Globally, there are over 400 gen AI startups, according to Dealroom and CB Insights, including notable ones from Asia. Gemsouls, based in China, is developing an AI platform for virtual characters, and has raised US$4 million in VC funding, according to CB Insights and Pitchbook. iNextLabs, based in Singapore, builds cutting-edge gen AI solutions tailored for diverse business needs, such as data analysis and content generation. Hypotenuse.ai, also based in Singapore, provides AI-driven writing and illustration tools and has raised about US$150,000. And Bitnal, from South Korea, specializes in gen AI-based automatic modeling and medical solutions.
Gen AI predictions
Looking ahead, gen AI innovation is expected to continue growing. Market intelligence platform CB Insights forecasts that 2024 will focus on sustainable AI operations, creating solutions that stick, addressing societal implications, and shifting cybersecurity paradigms.
In a report released earlier this year, CB Insights highlights the massive demand for high-power AI data centers amid increased AI adoption, the challenges with legacy data center infrastructure, and the growing need for cooling technologies and renewable energy to power these data-hungry operations. It also emphasizes the looming data scarcity issue and how companies are turning to synthetic data to train language models. These elements present opportunities for startups specializing in gen AI infrastructure.
The report also examines the rise of multimodal AI, where models can understand and respond across different data modalities like text, image, and video, unlocking new commercial opportunities. ArteraAI, for example, offers a prostate cancer test that analyzes both biopsy images and patients’ clinical data to predict patient outcomes. Google’s multimodal model PaLM-E targets robotics, combining visual and language with robotic sensory data. And Ghost Autonomy is incorporating multimodal LLMs into self-driving car applications.
The report also discusses the emergence of smaller, more efficient language models that are challenging the dominance of large, resource-intensive models. These models are expected to take over narrow tasks across finance, healthcare and law. Palmyra-Med, for example, is a model built by Writer specifically to meet the needs of the healthcare industry, and Arcee has developed specialized language models for the legal, medical and finance domains.

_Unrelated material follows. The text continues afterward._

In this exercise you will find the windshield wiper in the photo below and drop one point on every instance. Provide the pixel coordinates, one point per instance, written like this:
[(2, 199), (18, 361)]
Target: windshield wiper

The CB Insights report also explores the massive productivity gains seen in white-collar work from gen AI tools that automate tedious tasks, which McKinsey and Company estimates could add the equivalent of US$2.6 trillion to US$4.4 trillion in annual value to the global economy.
Finally, it highlights the rise of AI-powered cyberattacks, with deepfakes and email phishing attacks increasing substantially. CheckPoint reports that global average weekly cyberattacks per organization hit an all-time peak of 1,258 in Q2 2023. Sumsub’s 2023 Identity Fraud Report reveals a tenfold increase in the number of deepfakes detected globally from 2022 to 2023, with the crypto and fintech sectors accounting for 96% of these cases. In the fintech space alone, deepfake incidents rose by 700% in 2023 compared to the previous year.